Type 2 diabetes develops due to two issues: islet dysfunction in the pancreas, and insulin resistance that's generally associated with obesity. Pancreatic islets produce important hormones for the body, including insulin. If they aren't functioning correctly, insulin can't move glucose out of the blood.
"The switch between pre-diabetic to diabetic comes down to the islet," said Darline Garibay, first author on the paper and a graduate student in Cummings' lab.
The islets comprise a delicate balance of alpha cells and beta cells. Alpha cells produce the hormone glucagon, which pushes glucose into the blood and promotes type 2 diabetes, and beta cells produce insulin, which pushes glucose out of the blood and protects against type 2 diabetes. When a pancreatic islet functions normally, it secretes both hormones into the blood stream. With type 2 diabetes, the islet functions abnormally and is unable to push enough insulin out, so the blood stream becomes saturated with excess glucose and has nothing to balance it.
Beta cells get help producing insulin from the hormone glucagon-like peptide-1 (GLP-1), which is classically thought to be produced only in the gut, not the pancreas. Alpha cells typically make glucagon, but can make GLP-1 instead, though a way to control this important pathway is unknown.

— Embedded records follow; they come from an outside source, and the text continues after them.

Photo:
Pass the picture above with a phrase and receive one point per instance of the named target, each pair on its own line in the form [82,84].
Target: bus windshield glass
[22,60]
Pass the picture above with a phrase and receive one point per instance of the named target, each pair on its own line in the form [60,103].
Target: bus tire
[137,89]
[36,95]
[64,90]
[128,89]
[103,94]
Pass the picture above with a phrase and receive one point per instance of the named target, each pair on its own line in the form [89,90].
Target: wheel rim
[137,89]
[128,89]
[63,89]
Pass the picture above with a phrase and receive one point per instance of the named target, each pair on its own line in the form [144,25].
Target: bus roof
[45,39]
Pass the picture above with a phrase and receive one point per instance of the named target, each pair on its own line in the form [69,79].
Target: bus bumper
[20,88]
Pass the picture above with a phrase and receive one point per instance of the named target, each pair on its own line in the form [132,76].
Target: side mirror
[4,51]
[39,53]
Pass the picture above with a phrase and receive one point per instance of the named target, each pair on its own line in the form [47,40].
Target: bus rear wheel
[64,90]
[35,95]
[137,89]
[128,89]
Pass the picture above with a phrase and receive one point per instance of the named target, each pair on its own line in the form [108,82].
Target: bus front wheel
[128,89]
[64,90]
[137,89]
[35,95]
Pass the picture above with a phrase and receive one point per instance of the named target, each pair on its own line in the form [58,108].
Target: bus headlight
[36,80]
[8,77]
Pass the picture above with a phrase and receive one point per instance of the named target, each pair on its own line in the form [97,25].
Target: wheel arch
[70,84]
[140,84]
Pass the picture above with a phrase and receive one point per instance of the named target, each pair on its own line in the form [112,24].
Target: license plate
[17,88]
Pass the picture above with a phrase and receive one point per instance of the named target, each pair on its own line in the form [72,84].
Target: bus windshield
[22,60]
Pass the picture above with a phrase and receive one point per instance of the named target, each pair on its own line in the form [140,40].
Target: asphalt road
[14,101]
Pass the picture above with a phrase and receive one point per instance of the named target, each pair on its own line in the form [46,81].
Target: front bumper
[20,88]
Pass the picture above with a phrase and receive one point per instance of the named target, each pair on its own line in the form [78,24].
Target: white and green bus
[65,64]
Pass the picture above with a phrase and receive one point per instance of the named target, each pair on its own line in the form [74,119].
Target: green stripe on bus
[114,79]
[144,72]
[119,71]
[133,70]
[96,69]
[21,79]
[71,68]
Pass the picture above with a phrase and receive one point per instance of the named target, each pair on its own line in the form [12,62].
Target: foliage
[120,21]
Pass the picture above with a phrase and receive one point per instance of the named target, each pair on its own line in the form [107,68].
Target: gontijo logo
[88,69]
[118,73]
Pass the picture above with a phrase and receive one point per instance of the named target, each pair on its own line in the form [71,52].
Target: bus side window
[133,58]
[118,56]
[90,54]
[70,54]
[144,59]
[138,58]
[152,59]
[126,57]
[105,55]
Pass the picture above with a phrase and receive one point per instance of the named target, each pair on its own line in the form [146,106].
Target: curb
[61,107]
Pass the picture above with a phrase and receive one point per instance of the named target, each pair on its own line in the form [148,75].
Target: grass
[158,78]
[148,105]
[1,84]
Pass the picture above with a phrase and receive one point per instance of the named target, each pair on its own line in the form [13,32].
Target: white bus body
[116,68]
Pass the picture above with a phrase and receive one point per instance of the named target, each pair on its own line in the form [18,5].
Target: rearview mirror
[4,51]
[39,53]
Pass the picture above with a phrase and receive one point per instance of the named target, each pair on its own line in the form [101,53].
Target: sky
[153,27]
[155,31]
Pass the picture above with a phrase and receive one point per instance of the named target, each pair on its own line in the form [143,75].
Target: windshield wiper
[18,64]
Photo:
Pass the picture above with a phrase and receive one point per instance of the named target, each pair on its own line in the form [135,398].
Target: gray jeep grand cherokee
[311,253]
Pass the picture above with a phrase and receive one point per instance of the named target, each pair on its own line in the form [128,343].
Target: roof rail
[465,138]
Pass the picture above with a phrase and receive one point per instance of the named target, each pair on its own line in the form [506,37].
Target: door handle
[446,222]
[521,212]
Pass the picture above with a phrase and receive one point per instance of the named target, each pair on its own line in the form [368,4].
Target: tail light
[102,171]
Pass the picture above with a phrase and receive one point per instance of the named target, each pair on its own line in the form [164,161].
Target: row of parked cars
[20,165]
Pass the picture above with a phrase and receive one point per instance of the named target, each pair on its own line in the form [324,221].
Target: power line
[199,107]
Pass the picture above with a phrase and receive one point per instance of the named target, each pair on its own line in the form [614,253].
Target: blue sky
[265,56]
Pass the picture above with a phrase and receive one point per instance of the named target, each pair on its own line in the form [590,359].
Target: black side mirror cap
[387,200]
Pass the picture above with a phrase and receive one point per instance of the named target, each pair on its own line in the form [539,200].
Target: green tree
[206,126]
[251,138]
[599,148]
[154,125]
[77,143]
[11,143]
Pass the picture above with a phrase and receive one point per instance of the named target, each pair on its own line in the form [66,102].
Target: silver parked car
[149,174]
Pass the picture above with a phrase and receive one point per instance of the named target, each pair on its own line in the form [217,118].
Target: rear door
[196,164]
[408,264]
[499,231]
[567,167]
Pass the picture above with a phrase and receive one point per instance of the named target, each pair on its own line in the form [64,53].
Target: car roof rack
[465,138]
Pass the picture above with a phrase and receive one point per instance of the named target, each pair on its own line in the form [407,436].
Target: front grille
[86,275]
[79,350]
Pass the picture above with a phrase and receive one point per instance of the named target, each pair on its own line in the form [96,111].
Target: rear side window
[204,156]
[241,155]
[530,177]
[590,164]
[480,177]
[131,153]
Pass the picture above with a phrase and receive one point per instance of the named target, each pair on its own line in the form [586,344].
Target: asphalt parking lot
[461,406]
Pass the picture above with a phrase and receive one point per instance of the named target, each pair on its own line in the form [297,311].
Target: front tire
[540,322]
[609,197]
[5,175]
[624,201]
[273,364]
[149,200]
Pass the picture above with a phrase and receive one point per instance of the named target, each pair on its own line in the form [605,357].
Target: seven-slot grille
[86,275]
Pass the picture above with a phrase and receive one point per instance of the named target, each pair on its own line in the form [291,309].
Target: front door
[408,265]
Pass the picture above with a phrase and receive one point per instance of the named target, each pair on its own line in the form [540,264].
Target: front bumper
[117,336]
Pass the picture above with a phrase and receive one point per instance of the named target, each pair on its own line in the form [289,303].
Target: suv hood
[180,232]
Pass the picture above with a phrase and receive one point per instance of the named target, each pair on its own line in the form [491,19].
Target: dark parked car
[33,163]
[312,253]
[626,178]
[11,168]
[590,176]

Since GLP-1 numbers rise dramatically in the blood after bariatric surgery, Cummings' research group focused on GLP-1 receptor signaling in the improvements observed after surgery. Her investigation showed that bariatric surgery has a surprising effect: increasing the expression of GLP-1 in the alpha cell. They also found that the presence of a GLP-1 receptor in the beta cell increased the occurrence of the GLP-1 hormone in the alpha cell – essentially changing its identity from a cell that promotes diabetes to a cell that can fight diabetes. Cummings' lab thinks that this is a paracrine process, meaning there is an unknown factor secreted from the beta cell that signals locally to convince the alpha cell to stop producing glucagon and switch to making GLP-1 instead.

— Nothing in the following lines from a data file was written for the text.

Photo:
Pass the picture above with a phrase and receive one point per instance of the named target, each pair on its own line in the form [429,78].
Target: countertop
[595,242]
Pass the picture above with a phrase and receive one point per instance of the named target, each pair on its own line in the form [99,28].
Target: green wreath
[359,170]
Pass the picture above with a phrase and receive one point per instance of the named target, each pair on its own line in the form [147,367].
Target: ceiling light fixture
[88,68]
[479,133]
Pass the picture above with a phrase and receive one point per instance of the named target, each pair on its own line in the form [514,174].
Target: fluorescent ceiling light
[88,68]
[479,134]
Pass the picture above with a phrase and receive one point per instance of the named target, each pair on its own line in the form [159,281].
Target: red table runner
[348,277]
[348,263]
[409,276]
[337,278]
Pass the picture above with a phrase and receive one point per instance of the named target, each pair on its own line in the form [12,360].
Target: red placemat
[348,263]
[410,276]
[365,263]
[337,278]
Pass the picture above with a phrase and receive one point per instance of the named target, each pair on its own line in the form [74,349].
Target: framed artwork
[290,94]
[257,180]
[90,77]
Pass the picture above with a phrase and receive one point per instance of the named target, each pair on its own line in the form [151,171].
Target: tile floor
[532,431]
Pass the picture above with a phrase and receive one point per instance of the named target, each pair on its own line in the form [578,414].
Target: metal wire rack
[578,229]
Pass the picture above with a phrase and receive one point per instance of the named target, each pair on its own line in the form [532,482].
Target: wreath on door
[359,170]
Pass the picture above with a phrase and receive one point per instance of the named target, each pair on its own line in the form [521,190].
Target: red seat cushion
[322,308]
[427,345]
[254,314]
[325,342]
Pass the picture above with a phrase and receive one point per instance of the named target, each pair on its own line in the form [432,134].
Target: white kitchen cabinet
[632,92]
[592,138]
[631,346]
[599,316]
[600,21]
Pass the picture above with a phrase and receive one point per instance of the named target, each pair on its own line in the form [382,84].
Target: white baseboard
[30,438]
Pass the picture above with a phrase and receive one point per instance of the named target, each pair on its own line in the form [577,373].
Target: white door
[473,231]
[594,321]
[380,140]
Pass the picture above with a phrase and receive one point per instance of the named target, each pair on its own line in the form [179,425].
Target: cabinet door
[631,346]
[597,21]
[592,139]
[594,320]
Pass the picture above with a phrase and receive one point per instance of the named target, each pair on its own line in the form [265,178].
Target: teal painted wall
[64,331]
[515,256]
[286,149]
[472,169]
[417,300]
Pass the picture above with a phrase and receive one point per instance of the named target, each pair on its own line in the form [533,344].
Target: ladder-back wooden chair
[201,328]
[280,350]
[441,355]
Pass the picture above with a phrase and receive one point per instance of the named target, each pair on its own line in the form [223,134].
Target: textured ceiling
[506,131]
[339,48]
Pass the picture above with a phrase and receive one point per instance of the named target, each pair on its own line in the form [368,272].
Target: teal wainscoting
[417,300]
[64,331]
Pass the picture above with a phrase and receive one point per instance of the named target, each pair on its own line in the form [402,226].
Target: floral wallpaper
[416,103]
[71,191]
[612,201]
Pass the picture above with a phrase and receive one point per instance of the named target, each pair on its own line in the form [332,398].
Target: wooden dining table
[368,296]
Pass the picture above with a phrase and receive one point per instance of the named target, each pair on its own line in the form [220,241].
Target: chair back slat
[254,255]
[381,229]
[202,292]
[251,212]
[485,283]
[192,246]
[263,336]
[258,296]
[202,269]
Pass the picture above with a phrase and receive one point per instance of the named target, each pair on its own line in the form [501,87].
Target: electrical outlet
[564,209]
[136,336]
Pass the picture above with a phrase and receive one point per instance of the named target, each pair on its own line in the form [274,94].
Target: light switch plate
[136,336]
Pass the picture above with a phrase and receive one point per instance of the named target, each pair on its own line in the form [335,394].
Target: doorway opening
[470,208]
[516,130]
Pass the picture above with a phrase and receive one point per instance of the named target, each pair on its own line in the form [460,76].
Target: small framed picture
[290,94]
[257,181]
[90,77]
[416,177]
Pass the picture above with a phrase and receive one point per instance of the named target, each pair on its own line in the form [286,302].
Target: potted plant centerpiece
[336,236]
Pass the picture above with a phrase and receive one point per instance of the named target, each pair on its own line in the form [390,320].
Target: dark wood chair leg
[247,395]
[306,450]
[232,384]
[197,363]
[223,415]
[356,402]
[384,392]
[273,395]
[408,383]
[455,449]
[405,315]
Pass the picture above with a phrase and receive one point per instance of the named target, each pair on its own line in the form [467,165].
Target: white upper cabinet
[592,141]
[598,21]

No dangerous amounts of glucose in the blood stream means no type 2 diabetes.
"Basically, there's a way to switch the alpha cell from making a bad hormone into making a good hormone," said Cummings, though she's not recommending that people rush to get bariatric surgery, which can be risky and expensive, just for these effects.
To further this research into GLP-1, the U.S. Department of Defense awarded Cummings' lab a Medical Discovery Award to figure out what factor or factors may act to switch what alpha cells produce.
"The ultimate goal here is to define how the surgery works so we can develop a drug that mimics the effect of surgery. Developing such a drug will bypass the risk and expense of bariatric surgery to make the benefits of this surgery more widely available," said Cummings.